Odier, is not, however, an advocate for Swiss moral isolationism, and as our plates are taken away, I ask him about “neutral” Switzerland’s decision to match EU sanctions on Russia.

“I’m happy that we did it . . . we have had a dramatic evolution of the geopolitical situation and a breach of international laws and conventions . . . Switzerland simply cannot hide itself behind an abstract concept of neutrality that refuses to view reality as it is.” 

It is, nevertheless, a stance that is causing problems for his industry, he adds: big clients around the world are wondering just how accessible their money in “neutral” Switzerland might be, if their governments too break with the western order.


In truth, the past few years of Odier’s career have not been at all dominated by questions about banking secrecy or dirty money but, rather, climate change.

These days, the question of “sustainable investing” has become almost passé. It is hard to parse what is genuine from what is Davos-speak among many financiers. Odier is franker and more nuanced in his discussion.

He speaks eloquently and at length about his work on the subject, and his plans now he has stepped down from the bank, to focus on international advocacy and better connecting financiers with climate change policymakers, in particular through his work as president of the UN-backed Building Bridges initiative.

But his big concern, he tells me, is shifting towards the looming social crises that decarbonisation is creating. “You can’t just tell a province in Canada that they should stop producing fossil oil — you’re not going to move that whole community over to the other side of the country where there are jobs,” he says.

“We have to talk urgently about what we can do to mitigate the effects on vulnerable economic and social groups in our own societies from all of this — just like we do about the global south. Our social fabric depends on it — it is going to be the major issue facing us in the coming years.”

The issue is all the worse, Odier continues, warming to his theme, because the period since 2008 has been an unprecedented one of “asymmetric capitalism”, in which the rewards of efforts to stave off financial disaster and keep economies afloat have almost exclusively fallen to the asset-owning rich.

Add to this rapidly falling living standards — “when you live in a world of zero interest rates, everything will become expensive in the end” — and the next few years, he says, “will be incredibly challenging”.

Espressos arrive. Our discussion turns to Greece, and we discover a shared love of the Mani, the wild, barren peninsula in the southern part of the Peloponnese. We swap recollections and I delightedly recommend the writing of Patrick Leigh Fermor, a personal hero Odier has not heard of. He scribbles his name down on the back of a business card.
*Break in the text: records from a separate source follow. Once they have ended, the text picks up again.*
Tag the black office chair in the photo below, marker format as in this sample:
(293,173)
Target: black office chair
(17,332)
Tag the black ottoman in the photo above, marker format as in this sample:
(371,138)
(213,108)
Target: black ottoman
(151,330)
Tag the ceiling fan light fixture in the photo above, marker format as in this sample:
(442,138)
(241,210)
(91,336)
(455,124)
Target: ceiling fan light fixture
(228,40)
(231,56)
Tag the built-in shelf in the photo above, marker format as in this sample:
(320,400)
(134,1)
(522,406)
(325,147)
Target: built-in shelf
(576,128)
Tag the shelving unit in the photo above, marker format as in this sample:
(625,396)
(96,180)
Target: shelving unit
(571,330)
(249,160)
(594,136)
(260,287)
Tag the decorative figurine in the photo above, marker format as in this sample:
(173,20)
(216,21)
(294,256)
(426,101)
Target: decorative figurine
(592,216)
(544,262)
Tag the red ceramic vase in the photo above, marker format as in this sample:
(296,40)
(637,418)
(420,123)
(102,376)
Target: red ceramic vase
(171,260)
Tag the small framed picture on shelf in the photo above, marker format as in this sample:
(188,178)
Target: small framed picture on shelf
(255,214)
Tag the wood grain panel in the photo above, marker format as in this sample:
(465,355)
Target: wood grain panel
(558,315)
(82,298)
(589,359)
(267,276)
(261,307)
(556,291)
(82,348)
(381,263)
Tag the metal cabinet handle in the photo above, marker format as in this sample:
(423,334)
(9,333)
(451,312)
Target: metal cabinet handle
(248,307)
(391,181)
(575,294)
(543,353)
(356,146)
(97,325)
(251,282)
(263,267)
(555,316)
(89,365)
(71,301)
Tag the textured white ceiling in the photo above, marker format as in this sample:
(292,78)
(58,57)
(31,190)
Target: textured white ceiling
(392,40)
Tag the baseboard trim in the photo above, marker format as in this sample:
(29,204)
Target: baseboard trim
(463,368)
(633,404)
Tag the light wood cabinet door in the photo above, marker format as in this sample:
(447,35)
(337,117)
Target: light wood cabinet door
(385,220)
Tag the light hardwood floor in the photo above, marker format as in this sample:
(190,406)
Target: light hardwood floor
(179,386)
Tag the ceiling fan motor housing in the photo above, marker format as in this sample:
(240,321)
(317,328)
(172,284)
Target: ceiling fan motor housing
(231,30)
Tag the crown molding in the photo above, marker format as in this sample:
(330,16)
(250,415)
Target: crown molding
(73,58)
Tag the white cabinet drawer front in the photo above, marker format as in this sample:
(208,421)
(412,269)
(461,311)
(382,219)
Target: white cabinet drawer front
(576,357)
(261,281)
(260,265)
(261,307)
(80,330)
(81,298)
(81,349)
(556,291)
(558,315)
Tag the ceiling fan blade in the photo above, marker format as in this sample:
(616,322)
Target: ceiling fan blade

With his wife, he tells me, he is also funding the creation of a cultural hub in Athens to house the Swiss school of archaeology, Swiss embassy and an arts centre. He also vividly and fondly recalls a few days he spent living in an almost bare cell on Mount Athos — one of the holiest sites in Greek orthodoxy.

“I suppose I might be considered a bit of a strange banker,” he says. And what, I ask, as we pick up our coats, would you have been if you weren’t one? He laughs. “A vet!”